The library is a great place for readers to discover comics, and it’s a great place for comics readers to check out things that they want to try without spending their hard-earned cash. I’m looking at comics that I find in the New York Public Library system.
Today, Jack Kirby’s Silver Star. I’ve been a total mark for the recent surge of archival Kirby reprints, having adored all the Fourth World volumes and OMAC, and owning (but not yet having read) Eternals and Demon (I have some cheap, ugly Essential reprints of Thor and FF, which I’ll hopefully begin to replace with better editions in the next year), yet based on the indifference even hardcore Kirby fans show to this latter-day Kirby series, I opted for the financially conservative option of checking Image Comics’ recent Silver Star hardcover out from the library.
First, Image did a great job on the reproduction here. I do like the newsprint quality with Jack’s art, but DC could still use a sturdier paper stock in their books. Baxter maybe? Jack’s artwork is jaw-shatteringly intense in this Silver Star edition, with the lines and colors kicking boldly into the reader’s face on every page. You’ll rarely see Kirby’s art get production this good; so, yeah, lots of props to Erik Larsen and crew at Image for doing this book up right. I appreciate it.
Alas, the indifference that many fans show to Silver Star is quite justified. Kirby has some interesting themes in play here, and with a little more time and care, it might’ve been one of his best series. Jack plays with some thorny ideas about evolution and human nature. Unfortunately, the entire saga is badly underdeveloped. Silver Star’s erstwhile love, Norma Richmond, stands around as a zombie for nearly three full issues, leaving her a pale shadow of a character. Silver Star’s inability to act in the early chapters makes him seem inept, and Silver Star’s father and a friend have too many semi-theoretical debates that just don’t really go anywhere. Unthinkably, even the big climax between Silver Star and arch-foe Darius Drumm seems like it was just tossed together to get from the near-destruction of Earth to a victory for Silver Star by issue’s end.
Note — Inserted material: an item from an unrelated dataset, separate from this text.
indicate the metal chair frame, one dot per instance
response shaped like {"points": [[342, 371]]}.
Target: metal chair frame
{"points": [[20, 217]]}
It’s not a total loss; the art is good. It’s not quite as good as his best, but Silver Star still packs power in a way that Jack couldn’t quite muster a few years later when working on The Hunger Dogs. Kirby’s always able to boldly sock a reader in the teeth with his pencil, but even Jack’s artwork isn’t going to redeem this mess. Hopefully curious readers will pick another starting point if they’re perusing the library for work by the King.